We were freshmen at the time.
I saw tears in his eyes.
His jaw clenched and his eye brows raised and furrowed.

I knew he was trying his best to not break down in front of me. I wonder how many times he breaks down by himself.
I shouldn't think that.

He tried to smile but his emotions were taking over and his lip quivered slightly.

"Alex please." I said softly.

He took in a shaky breath. It looked like he wanted to talk but if he opened his mouth he was just going to cry.

That's when he broke.

He fell to the floor and just sobbed. I scrambled next to him hugging him and whispering sweet nothings in his ear.

After maybe thirty minutes of him sobbing, I asked, "What's wrong?"

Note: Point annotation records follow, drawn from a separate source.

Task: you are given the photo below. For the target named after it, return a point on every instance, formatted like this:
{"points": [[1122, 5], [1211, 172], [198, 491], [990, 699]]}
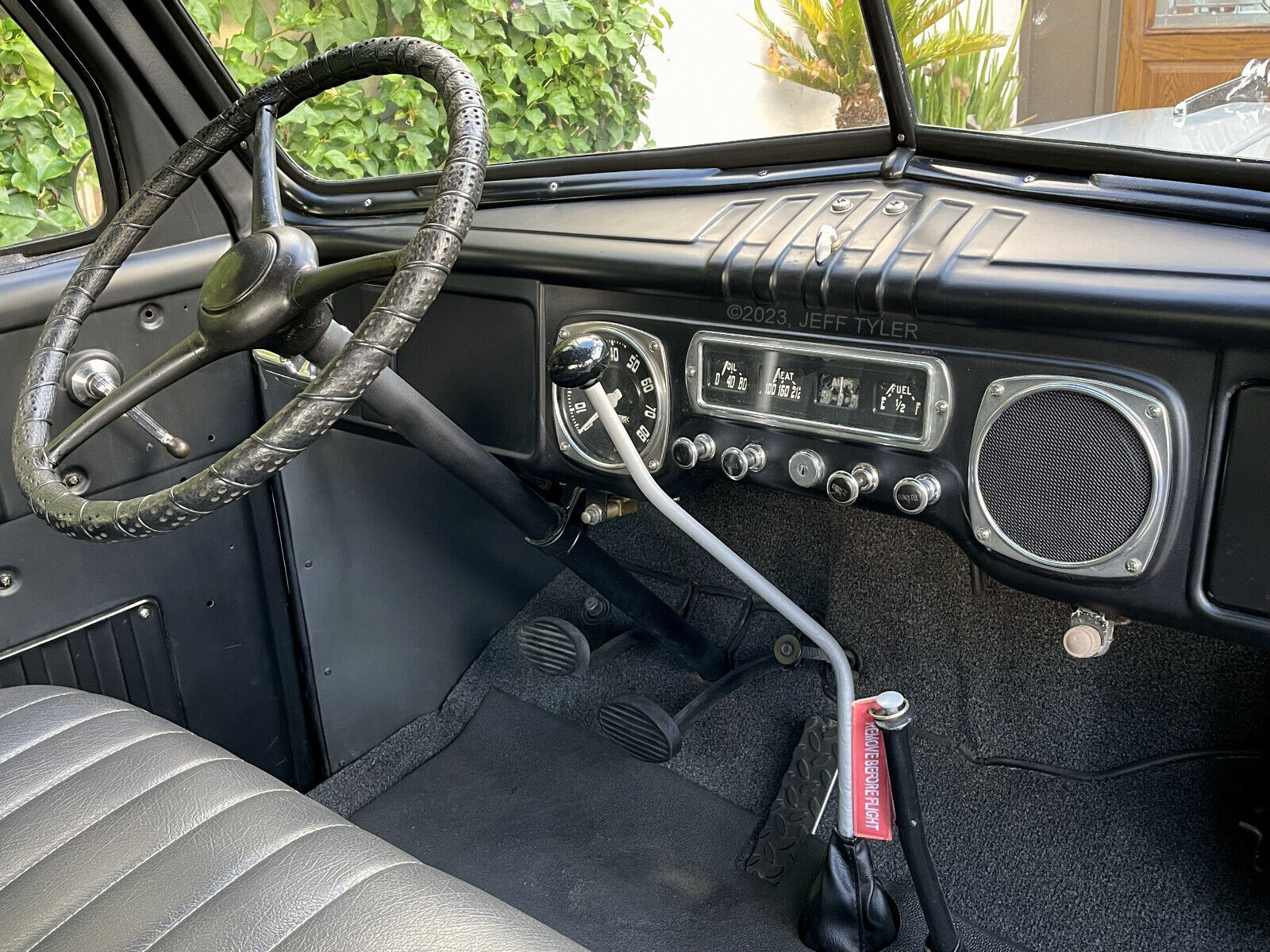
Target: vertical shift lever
{"points": [[579, 362]]}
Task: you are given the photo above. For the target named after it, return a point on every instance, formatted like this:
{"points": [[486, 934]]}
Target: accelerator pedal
{"points": [[554, 647], [641, 727], [800, 803]]}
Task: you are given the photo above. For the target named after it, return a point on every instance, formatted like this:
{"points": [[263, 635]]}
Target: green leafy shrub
{"points": [[960, 70], [559, 76], [42, 137]]}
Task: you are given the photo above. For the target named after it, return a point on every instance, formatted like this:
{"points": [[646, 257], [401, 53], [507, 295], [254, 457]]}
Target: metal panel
{"points": [[403, 574], [122, 653]]}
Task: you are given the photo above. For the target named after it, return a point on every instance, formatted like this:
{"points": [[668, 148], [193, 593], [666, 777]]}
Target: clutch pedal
{"points": [[554, 647]]}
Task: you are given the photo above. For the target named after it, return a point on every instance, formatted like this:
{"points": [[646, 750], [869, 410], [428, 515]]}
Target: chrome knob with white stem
{"points": [[93, 378], [582, 362]]}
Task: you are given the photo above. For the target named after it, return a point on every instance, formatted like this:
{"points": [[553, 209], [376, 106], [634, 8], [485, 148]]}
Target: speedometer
{"points": [[635, 386]]}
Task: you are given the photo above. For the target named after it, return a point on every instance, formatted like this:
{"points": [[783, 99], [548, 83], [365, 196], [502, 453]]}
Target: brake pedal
{"points": [[645, 729], [641, 727], [554, 647]]}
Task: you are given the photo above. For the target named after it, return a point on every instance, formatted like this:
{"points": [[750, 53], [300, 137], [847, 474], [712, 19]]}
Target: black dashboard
{"points": [[1043, 382]]}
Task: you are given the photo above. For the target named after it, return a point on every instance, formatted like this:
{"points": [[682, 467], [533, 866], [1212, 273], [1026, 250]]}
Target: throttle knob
{"points": [[914, 494], [845, 488], [738, 463], [578, 361], [690, 452]]}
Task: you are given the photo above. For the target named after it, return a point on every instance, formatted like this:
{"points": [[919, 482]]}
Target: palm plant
{"points": [[833, 55]]}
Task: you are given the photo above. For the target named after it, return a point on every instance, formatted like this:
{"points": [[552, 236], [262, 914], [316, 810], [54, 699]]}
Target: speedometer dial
{"points": [[635, 386]]}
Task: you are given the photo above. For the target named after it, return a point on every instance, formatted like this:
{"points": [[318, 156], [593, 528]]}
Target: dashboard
{"points": [[1038, 381]]}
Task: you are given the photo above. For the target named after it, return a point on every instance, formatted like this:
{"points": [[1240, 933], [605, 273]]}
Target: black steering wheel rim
{"points": [[422, 268]]}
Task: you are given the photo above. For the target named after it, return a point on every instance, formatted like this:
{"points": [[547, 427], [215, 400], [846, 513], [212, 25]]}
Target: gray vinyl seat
{"points": [[120, 831]]}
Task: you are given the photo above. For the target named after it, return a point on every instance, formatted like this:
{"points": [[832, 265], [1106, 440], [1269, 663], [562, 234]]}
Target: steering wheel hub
{"points": [[239, 272]]}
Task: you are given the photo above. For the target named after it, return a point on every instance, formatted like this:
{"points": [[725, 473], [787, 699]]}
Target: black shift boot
{"points": [[848, 909]]}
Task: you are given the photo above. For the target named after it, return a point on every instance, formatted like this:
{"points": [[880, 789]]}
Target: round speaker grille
{"points": [[1064, 475]]}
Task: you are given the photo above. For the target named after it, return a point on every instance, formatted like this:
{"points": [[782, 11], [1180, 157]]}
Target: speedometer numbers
{"points": [[635, 386]]}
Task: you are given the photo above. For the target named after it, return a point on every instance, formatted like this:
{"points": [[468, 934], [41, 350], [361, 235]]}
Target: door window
{"points": [[560, 76], [48, 182]]}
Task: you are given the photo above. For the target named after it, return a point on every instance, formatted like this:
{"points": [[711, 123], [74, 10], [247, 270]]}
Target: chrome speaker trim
{"points": [[939, 393], [1149, 416], [654, 353]]}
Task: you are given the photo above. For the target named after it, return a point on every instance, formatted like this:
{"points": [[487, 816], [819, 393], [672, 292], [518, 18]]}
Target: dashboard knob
{"points": [[578, 361], [737, 463], [842, 488], [806, 469], [914, 494], [867, 476], [690, 452]]}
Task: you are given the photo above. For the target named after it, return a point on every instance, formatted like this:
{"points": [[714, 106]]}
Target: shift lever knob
{"points": [[578, 361]]}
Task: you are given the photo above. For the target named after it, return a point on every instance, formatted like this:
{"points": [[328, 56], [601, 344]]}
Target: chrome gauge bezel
{"points": [[939, 393], [652, 351], [1149, 418]]}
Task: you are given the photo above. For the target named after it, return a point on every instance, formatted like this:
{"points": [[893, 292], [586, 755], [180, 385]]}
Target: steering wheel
{"points": [[266, 291]]}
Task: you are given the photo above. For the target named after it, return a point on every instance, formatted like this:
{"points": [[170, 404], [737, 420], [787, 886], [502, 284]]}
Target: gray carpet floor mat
{"points": [[1151, 861]]}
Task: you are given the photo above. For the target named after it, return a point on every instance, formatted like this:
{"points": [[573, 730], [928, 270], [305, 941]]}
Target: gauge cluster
{"points": [[873, 397]]}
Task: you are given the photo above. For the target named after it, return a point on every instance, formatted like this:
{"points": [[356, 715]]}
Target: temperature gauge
{"points": [[784, 384]]}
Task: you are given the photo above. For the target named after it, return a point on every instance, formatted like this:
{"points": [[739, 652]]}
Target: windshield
{"points": [[1172, 75], [560, 76]]}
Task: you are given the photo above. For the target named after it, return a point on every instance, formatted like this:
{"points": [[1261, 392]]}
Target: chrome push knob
{"points": [[690, 452], [914, 494], [93, 378], [738, 463], [845, 488], [806, 469]]}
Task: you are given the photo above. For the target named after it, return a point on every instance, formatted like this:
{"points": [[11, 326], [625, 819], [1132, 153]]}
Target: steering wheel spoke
{"points": [[178, 363], [317, 285], [266, 197]]}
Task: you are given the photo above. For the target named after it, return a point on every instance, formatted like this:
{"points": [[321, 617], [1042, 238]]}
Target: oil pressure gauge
{"points": [[637, 386]]}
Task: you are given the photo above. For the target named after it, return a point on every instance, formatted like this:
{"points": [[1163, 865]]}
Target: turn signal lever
{"points": [[94, 374], [579, 362]]}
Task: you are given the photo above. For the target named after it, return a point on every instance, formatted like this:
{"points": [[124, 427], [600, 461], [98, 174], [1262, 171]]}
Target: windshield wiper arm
{"points": [[1253, 86]]}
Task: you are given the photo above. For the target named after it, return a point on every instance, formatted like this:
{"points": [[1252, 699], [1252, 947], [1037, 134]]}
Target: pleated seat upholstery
{"points": [[120, 831]]}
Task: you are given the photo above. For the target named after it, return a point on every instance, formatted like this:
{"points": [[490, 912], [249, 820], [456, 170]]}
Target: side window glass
{"points": [[560, 76], [48, 182]]}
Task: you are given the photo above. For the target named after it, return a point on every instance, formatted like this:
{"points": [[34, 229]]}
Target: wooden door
{"points": [[1174, 48]]}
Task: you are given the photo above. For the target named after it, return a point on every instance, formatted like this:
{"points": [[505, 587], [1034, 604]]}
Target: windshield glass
{"points": [[1172, 75], [559, 76]]}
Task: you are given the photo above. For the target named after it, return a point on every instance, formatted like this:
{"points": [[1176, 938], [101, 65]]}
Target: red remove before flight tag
{"points": [[873, 809]]}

"Everything. I hate everything. I hate school, I hate our teachers, I hate my cousin, I hate our classmates and I hate myself. But I don't hate you though. And that's why I'm upset." He told me.

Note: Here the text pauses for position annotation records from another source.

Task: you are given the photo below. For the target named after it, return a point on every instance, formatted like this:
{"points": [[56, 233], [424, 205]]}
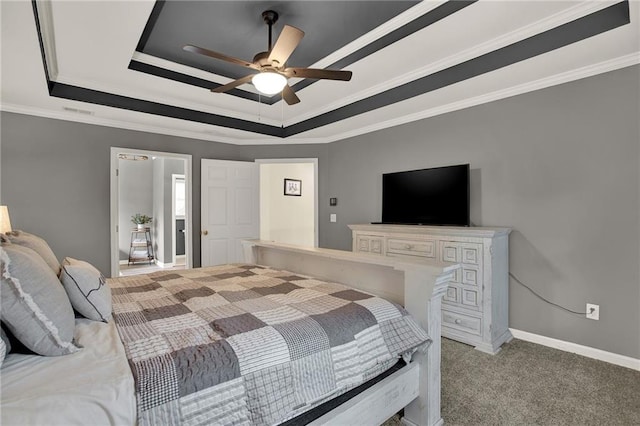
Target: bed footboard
{"points": [[418, 285]]}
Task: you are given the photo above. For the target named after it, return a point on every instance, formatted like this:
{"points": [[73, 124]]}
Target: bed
{"points": [[127, 372]]}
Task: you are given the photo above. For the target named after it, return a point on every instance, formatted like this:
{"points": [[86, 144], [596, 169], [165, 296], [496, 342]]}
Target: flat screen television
{"points": [[435, 196]]}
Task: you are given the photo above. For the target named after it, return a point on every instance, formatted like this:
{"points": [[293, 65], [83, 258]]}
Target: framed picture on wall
{"points": [[293, 187]]}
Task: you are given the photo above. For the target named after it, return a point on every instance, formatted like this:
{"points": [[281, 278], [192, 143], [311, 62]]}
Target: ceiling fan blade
{"points": [[285, 45], [318, 73], [289, 95], [233, 84], [216, 55]]}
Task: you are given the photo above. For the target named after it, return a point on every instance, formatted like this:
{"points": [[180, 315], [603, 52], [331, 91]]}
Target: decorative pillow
{"points": [[88, 291], [38, 245], [35, 307]]}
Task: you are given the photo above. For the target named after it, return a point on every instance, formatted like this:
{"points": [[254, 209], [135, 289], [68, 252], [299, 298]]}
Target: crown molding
{"points": [[392, 24], [131, 92], [550, 22], [45, 19], [216, 136], [566, 77]]}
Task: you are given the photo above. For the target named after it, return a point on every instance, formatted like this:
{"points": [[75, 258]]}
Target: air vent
{"points": [[132, 157], [78, 111]]}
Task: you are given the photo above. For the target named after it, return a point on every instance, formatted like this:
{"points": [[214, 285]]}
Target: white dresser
{"points": [[475, 309]]}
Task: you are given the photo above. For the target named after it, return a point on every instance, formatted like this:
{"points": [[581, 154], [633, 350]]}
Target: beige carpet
{"points": [[529, 384]]}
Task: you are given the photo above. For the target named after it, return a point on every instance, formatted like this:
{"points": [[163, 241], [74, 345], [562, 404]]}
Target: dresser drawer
{"points": [[424, 248], [370, 244], [462, 322], [467, 253]]}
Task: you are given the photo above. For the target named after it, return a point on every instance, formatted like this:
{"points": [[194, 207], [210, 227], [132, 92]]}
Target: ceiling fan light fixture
{"points": [[269, 82]]}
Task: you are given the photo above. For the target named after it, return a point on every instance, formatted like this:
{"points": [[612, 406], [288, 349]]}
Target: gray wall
{"points": [[55, 178], [135, 196], [560, 166]]}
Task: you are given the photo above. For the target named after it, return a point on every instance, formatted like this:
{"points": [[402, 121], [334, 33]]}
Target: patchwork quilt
{"points": [[245, 344]]}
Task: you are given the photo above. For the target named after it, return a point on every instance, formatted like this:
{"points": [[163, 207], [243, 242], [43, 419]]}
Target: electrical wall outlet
{"points": [[593, 311]]}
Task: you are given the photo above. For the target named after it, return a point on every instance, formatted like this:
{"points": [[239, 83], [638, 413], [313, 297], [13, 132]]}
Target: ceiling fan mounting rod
{"points": [[270, 17]]}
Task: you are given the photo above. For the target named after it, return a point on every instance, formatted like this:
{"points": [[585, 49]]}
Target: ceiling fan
{"points": [[273, 75]]}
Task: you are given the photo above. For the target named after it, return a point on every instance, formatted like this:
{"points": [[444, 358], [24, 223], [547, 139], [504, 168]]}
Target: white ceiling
{"points": [[95, 53]]}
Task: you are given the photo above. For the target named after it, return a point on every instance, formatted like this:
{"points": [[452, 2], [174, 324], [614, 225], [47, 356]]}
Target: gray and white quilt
{"points": [[245, 344]]}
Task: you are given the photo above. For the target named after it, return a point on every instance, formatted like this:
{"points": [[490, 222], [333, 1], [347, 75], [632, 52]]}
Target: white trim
{"points": [[565, 77], [316, 200], [164, 265], [478, 50], [543, 83], [589, 352], [188, 173]]}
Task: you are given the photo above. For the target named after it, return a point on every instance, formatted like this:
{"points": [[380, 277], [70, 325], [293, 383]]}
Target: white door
{"points": [[230, 209]]}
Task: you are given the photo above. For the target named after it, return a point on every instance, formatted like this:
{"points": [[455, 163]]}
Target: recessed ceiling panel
{"points": [[236, 28]]}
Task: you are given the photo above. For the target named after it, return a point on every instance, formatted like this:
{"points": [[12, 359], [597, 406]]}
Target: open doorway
{"points": [[143, 183], [178, 219]]}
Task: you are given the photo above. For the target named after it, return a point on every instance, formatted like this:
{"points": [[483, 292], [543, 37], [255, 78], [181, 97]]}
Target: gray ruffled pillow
{"points": [[87, 288], [35, 307], [38, 245], [5, 345]]}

"You're upset because you don't hate me?" I asked.

"I'm upset because I love you."

~~

"And that's how he came out as gay to me." I finished. Mr.W wrote down a few things.

(That's right everybody. Alex is gay. Not bi, he's gay. Why? Because I felt like it lol)

"Did he ever say more about hating himself?" Mr.W asked.

"No it was more of a one time thing I guess." I replied.

"Your father said you saw him yesterday?" He asked.

"Yeah. It was kind of scary and really comforting at the same time. Does that make sense? I mean it was really nice to see him but it's not everyday you see dead people, you know?" I explained.

"Right. And what was he doing?" He asked.

"Well at first he was reading and then he spoke to me in sign language. I asked him why he killed himself and he said he didn't. And it really scared me. I think he might've been murdered. But I don't know. It was just...weird. I dunno. But could you get people to look more into it I guess?" I asked.

"Of course I will." He said, nodding.

"Thanks. I guess everyone has their 'tragic high school story' huh? This is mine then. Without him I think I might be ace. I dunno." I muttered.

"Ace?"

"Asexual. Maybe not. It's sort of in question." I told him.

"Oh alright. Do you think we should end the session here?" He asked.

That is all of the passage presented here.